La pronuncia in commento sembra dunque avvalorare l'opinione secondo cui gli effetti del cd. giudicato endofallimentare investono il rapporto sostanziale all'origine della pretesa creditoria dedotta in sede concorsuale nella sua interezza, opinione che appare rispondente all'esigenza di concentrare in un unico procedimento (vale a dire quello di verifica del passivo e l'eventuale giudizio di opposizione ex art. 98 l. fall.) l'esame di tutte le questioni che possono sorgere nella delibazione circa la sussistenza e l'ammontare del credito azionato.

Minimi riferimenti giurisprudenziali, bibliografici e normativi

Nel medesimo senso della pronuncia in esame, si segnalano, oltre ai precedenti già citati nel corpo del commento, Cass., 29 gennaio 2013, n. 5840 e Cass., 26 luglio 2012, n. 13289, pronuncia, quest'ultima, in cui la Suprema Corte ha precisato che l'intangibilità del giudicato endofallimentare operaanche in caso di nullità del decreto di esecutività dello stato passivo non impugnato, atteso il principio di conversione dei motivi di nullità in motivi di impugnazione sancito in via generale dall'art. 161 c.p.c. In senso (apparentemente) difforme, cfr. Cass., 18 maggio 2007, n. 11647 e Cass., 18 maggio 2005, n. 10429, che però non attengono propriamente all'eccezione di compensazione, ma piuttosto alla diversa ipotesi di ammissione al passivo fallimentare di un credito residuo, rispetto ad altro già soddisfatto in attuazione di un medesimo contratto ad esecuzione continuata; ipotesi, quest'ultima, in cui la Suprema Corte non ha ritenuto precluso l'esercizio, da parte del fallimento, di un'azione ordinaria diretta ad ottenere la declaratoria di inefficacia e/o la revoca dei pagamenti già eseguiti.

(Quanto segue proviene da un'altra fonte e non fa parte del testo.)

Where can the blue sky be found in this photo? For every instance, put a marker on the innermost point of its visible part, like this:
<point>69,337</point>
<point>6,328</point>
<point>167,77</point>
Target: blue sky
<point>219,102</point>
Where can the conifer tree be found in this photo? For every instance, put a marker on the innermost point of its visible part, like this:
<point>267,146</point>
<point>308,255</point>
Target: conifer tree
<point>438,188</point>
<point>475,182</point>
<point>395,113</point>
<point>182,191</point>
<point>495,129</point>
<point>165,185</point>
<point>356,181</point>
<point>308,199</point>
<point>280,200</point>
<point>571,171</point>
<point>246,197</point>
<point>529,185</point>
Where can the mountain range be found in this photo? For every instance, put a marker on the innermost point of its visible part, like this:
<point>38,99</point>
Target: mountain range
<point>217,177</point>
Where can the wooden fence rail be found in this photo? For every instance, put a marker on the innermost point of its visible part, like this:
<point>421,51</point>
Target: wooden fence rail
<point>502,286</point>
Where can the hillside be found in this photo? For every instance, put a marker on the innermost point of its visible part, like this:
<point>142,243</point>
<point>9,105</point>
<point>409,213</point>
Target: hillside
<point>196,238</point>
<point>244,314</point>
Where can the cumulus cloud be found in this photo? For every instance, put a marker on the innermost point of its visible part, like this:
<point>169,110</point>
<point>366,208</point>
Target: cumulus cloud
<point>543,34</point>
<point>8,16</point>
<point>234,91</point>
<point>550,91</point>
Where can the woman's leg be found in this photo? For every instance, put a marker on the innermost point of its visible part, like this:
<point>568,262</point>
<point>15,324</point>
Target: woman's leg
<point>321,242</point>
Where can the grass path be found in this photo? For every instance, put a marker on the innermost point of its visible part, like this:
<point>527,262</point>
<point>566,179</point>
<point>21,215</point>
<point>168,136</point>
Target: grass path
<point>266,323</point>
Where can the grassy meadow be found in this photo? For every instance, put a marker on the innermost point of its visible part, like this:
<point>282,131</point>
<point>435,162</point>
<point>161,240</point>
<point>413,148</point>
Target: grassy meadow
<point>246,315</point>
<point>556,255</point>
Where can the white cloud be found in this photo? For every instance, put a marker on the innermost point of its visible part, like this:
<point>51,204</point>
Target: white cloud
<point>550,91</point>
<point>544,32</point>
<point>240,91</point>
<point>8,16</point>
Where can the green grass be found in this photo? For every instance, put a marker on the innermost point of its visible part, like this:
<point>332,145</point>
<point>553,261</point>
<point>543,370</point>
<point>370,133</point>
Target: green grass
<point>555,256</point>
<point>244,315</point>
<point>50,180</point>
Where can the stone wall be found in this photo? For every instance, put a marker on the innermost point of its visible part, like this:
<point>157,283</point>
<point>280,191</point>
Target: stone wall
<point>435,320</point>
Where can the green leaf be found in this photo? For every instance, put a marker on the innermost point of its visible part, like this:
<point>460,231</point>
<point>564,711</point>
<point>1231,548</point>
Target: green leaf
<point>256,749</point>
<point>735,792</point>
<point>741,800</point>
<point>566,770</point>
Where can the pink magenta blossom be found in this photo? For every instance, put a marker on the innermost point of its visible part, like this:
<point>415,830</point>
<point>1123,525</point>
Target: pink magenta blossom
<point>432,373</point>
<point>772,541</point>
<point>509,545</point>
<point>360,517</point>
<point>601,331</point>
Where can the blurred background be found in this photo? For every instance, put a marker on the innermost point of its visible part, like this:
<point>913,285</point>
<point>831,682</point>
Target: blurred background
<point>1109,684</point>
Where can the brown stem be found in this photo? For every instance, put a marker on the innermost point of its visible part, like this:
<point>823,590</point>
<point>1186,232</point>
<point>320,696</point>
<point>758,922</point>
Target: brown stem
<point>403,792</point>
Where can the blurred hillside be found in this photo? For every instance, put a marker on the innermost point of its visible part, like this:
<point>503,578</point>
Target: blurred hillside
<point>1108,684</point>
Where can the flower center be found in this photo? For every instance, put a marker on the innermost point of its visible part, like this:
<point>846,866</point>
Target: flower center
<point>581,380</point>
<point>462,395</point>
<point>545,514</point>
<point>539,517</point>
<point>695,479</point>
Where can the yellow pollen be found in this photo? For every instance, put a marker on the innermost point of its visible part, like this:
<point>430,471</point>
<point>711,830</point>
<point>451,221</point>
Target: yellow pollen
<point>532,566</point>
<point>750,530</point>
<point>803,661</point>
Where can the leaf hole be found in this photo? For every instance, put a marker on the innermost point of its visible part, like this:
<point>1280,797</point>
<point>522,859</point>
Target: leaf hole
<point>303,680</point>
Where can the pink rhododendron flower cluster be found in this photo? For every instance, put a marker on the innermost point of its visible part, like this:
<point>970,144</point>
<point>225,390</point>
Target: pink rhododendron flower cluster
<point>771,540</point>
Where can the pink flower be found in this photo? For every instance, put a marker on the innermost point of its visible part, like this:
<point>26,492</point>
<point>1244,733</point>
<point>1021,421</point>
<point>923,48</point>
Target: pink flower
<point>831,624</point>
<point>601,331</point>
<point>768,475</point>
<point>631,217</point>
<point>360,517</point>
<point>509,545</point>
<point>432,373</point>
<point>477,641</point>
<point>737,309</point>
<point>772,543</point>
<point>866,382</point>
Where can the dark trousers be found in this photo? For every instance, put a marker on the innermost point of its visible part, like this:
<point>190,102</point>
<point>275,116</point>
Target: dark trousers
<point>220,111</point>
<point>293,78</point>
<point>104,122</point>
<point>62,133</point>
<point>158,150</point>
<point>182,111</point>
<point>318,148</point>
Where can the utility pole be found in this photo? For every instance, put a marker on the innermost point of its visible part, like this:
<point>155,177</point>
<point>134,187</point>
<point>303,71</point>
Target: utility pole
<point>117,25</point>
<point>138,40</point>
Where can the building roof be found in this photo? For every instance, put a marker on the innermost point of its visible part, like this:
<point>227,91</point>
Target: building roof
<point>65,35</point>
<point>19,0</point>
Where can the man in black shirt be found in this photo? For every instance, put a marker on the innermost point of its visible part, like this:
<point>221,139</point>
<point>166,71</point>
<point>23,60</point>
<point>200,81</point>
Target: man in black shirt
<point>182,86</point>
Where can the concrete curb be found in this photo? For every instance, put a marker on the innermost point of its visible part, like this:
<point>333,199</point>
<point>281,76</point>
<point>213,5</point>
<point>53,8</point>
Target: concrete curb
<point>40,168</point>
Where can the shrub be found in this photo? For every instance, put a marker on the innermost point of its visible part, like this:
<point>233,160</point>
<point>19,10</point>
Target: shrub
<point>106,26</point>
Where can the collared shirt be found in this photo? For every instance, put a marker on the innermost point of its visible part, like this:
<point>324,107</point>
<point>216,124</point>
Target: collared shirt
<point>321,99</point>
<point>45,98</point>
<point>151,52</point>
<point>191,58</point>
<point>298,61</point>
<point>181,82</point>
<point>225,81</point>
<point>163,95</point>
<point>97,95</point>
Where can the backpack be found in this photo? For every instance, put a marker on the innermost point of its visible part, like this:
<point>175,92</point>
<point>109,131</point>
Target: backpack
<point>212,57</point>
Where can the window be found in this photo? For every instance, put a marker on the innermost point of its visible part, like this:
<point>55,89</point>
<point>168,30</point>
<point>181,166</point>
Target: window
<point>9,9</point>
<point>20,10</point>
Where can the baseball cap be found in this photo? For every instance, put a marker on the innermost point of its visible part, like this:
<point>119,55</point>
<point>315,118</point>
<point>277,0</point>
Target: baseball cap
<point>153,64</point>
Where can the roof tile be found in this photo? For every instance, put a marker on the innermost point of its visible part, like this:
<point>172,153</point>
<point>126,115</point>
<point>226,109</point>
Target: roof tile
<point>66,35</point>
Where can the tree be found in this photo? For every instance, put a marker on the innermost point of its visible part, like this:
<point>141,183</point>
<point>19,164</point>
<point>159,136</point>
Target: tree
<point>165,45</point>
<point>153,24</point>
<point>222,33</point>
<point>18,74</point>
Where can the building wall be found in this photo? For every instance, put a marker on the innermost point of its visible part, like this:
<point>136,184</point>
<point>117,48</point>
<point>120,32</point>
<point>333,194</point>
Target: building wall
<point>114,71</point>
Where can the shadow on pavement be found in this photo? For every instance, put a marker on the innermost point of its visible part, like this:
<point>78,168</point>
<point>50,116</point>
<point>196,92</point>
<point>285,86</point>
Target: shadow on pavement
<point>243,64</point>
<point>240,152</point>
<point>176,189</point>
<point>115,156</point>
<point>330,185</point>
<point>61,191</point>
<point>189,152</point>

In dottrina, la questione degli effetti preclusivi del giudicato fallimentare nell'ambito di un successivo giudizio tra le medesime parti è stata trattata, tra gli altri, da M. SPIOTTA, Il curatore deve adempiere le sue funzioni presto e bene (ma non fare scelte affrettate), nota a Cass., Sez. Un., 14 luglio 2010, n. 16508 in Giur. It., 2011, 343, I. PAGNI, Accertamento del passivo e revocatoria: efficacia preclusiva del decreto di esecutività, nota a Cass., Sez. Un., 14 luglio 2010, n. 16508 in Fall., 2010, 1392 e F. LAMANNA, Compensazione nella verifica del passivo, ed effetti preclusivi delle azioni revocatorie, nota a Cass., 8 luglio 2004, n. 12548,in Fall., 2005, 407; quest'ultimo Autore, in particolare, pur condividendo il principio dell'intangibilità del giudicato formatosi in sede fallimentare, evidenzia che la relativa preclusione “non potrà considerarsi una preclusione meramente interna, endo-fallimentare, ma una preclusione derivante dal formarsi di un giudicato sostanziale che perdippiù potrà includere non solo il dedotto, ma trascinare nella sfera del deducibile l'accertamento in ordine ad esistenza e validità del titolo”.